A few comments must be made here.

In the first place, this shows how true it is, what the Bible says, that God created us, human beings, to live in relationships. In relationship with Him, as well as in relationship with each other. We live in a society where it is all about individualism. The big city was supposed to be about social life and community, but it has become the place for loneliness and anonymity. As Christians, we often don’t realise it, because we are part of the communion of the church. We have our contacts. But if you make the effort to reach out to your unbelieving neighbour or colleague or fellow uni student, you will soon discover that many of them don’t have many contacts, many even don’t know what it is to have dinner together, or they will greatly appreciate it if you have time to go out with them for a coffee. We as Christians have so much to offer to this world. It starts with showing them how good it is to be part of a community. Invite your neighbour or fellow student over for dinner and show to them how good it is when brothers and sisters live together in communion. This is often the best way to evangelise!

Secondly, not just every community guarantees you a longer life. In this article in Fox News, the author rightly comments that there is still a difference between a community of people who are united in one goal, and a Christian community in which we are all one because we have the same Father. It has often been said that the gay (LGBTQI…) community is such a close knit unity, because they are all fighting for a common cause. This is true, and that is the reason why they keep fighting and pushing even though they have achieved almost everything they wanted to achieve. They need a common cause to fight for or else that society will disintegrate. And that is with so many other groups. They are so often united because of a common goal or a common enemy, but once the goal has been achieved or the enemy defeated, then the feeling of communion ends. That is different with Christians.  The author, J. Warner Wallace, writes,

A common interest can bind us as friends, but a common Father binds us as family. Most of us, if raised in loving families, understand why this difference matters. Your family is more likely to love you, even when you’re occasionally unlovable. Your family is also more likely to sacrifice for you if times get tough.

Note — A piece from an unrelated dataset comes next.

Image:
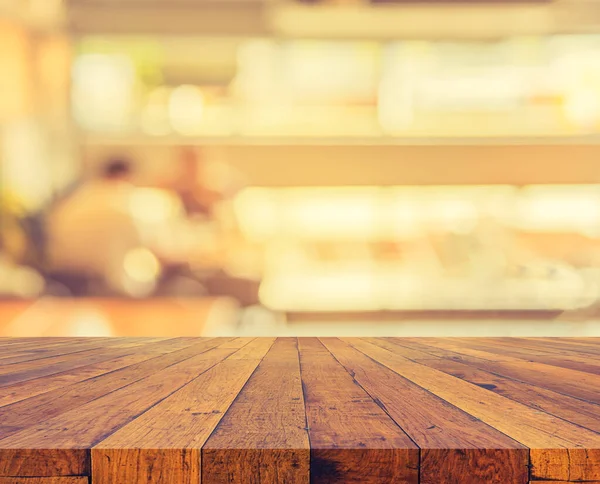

I believe he is right. It is not just the simple act of socialising that is a blessing. It is more, it is the fact that we are all one as children of the Father, that we all know that we have a closer relationship with each other than just friends. Not everyone in the congregation needs to be your friend, but hey are all your brothers and sisters. You know, whether they like you or not, you are part of the congregation because you are also child of the Father.  And therefore, we will be there for each other.